Though worlds apart, Patsy and her daughter face struggles that similarly juxtapose harsh social context and travails of the heart. Yet neither of Dennis-Benn’s characters ultimately views herself as a victim. Back in Jamaica, Tru doesn’t neatly conform to the kinds of femininity she sees around her and finds herself stranded among her peers. And in New York, Patsy is forced to reflect on the sense of limitation that drove her away from home. “She was never given the choice to say no the first time her legs were pried open,” Dennis-Benn writes of Patsy early in the novel. “Never given a choice to look at another woman and allow herself to be carried by the feeling,” without fearing a violent attack. Patsy didn’t choose to become a mother—abortion is illegal in Jamaica, so her desire for motherhood was never a part of the equation. Yet Tru is not simply an unwanted burden. As Patsy gears up to go to New York, telling her daughter of her plans becomes an occasion for a hard reckoning with the costs of going after love—a chance to feel the power of making choices from a place of passion, not fear.

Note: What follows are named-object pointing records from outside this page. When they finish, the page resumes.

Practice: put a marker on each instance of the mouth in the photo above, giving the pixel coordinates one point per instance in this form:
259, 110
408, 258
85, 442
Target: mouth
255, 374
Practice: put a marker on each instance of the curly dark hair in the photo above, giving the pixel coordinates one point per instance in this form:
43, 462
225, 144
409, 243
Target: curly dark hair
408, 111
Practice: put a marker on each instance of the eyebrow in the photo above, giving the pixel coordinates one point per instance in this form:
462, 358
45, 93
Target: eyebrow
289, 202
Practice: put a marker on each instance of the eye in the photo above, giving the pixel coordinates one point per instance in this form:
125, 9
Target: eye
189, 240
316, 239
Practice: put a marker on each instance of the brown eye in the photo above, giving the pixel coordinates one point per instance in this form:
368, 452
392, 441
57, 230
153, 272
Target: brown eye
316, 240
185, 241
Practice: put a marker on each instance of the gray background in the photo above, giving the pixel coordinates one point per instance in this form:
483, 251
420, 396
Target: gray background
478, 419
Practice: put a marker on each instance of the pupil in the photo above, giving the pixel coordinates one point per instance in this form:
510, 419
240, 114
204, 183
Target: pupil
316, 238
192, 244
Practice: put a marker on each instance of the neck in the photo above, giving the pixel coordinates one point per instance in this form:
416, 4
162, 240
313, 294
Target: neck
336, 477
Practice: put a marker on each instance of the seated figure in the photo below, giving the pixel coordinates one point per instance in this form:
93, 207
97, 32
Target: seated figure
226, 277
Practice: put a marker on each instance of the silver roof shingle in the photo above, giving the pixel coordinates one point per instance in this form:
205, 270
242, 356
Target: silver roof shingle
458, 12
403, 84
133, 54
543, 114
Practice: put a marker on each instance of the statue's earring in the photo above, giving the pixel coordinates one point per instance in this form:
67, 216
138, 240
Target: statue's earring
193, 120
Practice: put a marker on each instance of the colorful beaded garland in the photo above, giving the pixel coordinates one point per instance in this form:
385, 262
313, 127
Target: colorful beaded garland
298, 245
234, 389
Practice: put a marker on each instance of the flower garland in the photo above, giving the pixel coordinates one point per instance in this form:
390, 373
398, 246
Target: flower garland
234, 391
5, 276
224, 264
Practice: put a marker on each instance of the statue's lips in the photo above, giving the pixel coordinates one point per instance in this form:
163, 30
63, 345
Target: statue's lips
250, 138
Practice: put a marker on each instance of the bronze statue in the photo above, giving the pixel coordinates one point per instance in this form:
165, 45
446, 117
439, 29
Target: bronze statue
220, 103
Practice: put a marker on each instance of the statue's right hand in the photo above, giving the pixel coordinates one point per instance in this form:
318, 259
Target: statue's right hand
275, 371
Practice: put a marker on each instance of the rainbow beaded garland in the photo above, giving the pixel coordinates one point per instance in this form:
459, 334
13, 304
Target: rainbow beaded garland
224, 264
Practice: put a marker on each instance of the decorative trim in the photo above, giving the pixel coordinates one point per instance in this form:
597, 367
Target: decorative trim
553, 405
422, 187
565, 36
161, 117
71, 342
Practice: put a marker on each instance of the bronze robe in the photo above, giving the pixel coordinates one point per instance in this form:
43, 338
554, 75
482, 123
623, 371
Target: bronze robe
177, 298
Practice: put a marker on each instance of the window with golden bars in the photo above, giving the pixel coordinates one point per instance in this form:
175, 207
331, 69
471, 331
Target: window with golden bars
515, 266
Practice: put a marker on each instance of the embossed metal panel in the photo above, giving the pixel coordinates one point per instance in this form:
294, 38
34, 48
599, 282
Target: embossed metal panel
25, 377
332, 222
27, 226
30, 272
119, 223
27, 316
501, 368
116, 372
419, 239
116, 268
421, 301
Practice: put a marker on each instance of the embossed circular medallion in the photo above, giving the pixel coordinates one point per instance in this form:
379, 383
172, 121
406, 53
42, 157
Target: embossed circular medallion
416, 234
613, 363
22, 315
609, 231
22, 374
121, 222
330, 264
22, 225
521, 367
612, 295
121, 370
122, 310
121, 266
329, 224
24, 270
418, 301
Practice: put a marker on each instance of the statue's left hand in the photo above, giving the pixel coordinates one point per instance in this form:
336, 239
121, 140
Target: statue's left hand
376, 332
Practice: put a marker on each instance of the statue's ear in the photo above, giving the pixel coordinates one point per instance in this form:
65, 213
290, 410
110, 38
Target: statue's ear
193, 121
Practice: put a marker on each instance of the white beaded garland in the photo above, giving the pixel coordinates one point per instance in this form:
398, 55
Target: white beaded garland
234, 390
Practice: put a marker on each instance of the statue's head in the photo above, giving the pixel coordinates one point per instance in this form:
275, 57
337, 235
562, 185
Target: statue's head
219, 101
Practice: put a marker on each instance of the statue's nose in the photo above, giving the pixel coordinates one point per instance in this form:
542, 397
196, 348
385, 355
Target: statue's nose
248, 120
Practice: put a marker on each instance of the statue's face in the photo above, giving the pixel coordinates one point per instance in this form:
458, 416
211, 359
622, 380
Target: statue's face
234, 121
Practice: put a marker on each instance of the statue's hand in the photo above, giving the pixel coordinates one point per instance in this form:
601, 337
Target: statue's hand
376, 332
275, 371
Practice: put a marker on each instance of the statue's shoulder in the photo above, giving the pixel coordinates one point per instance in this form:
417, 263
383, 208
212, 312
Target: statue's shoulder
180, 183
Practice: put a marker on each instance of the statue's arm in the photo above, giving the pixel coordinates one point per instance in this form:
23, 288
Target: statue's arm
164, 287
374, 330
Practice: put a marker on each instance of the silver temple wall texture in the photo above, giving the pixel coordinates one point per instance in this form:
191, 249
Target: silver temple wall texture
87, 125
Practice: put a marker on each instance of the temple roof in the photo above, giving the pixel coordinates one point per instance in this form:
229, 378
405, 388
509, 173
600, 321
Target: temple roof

Patsy wants to see this escape as a form of freedom for Tru as well. It means not saddling her daughter with the weight of her own dreams or the anxiety of unrealized ambitions. “The absence of a mother is more dignified than the presence of a distant one,” Patsy rationalizes when thinking about the decade that she let go by before reaching out. But after a much-delayed attempt at contacting her daughter ends catastrophically for Tru, Patsy has to answer for keeping her distance. The beginning of their hesitant reconciliation holds unexpected promise: Tru seems en route to becoming the change in their community that her mother sought, ultimately with no input from Patsy at all. And Patsy finally finds a foothold in a place where she can fully love whom she wants.
In the end, Dennis-Benn gives her characters the dose of happiness and self-assurance that many stories about social ills refuse women like them. She does that without facilely wishing away the big issues—racism, homophobia, gender, classism—that her novel tackles. Patsy is a portrait of black queer women grasping for self-determination, and a challenge to the conventions of what is expected of good mothers and good women and good immigrants. Tru’s inheritance from Patsy isn’t years of doting or gifts from America, but instead the permission to thrive in a society that will always threaten to crush her will and desire. In writing beautifully about that unending struggle, Dennis-Benn finds a way to extend to black girls and women some of the love that the world may never offer.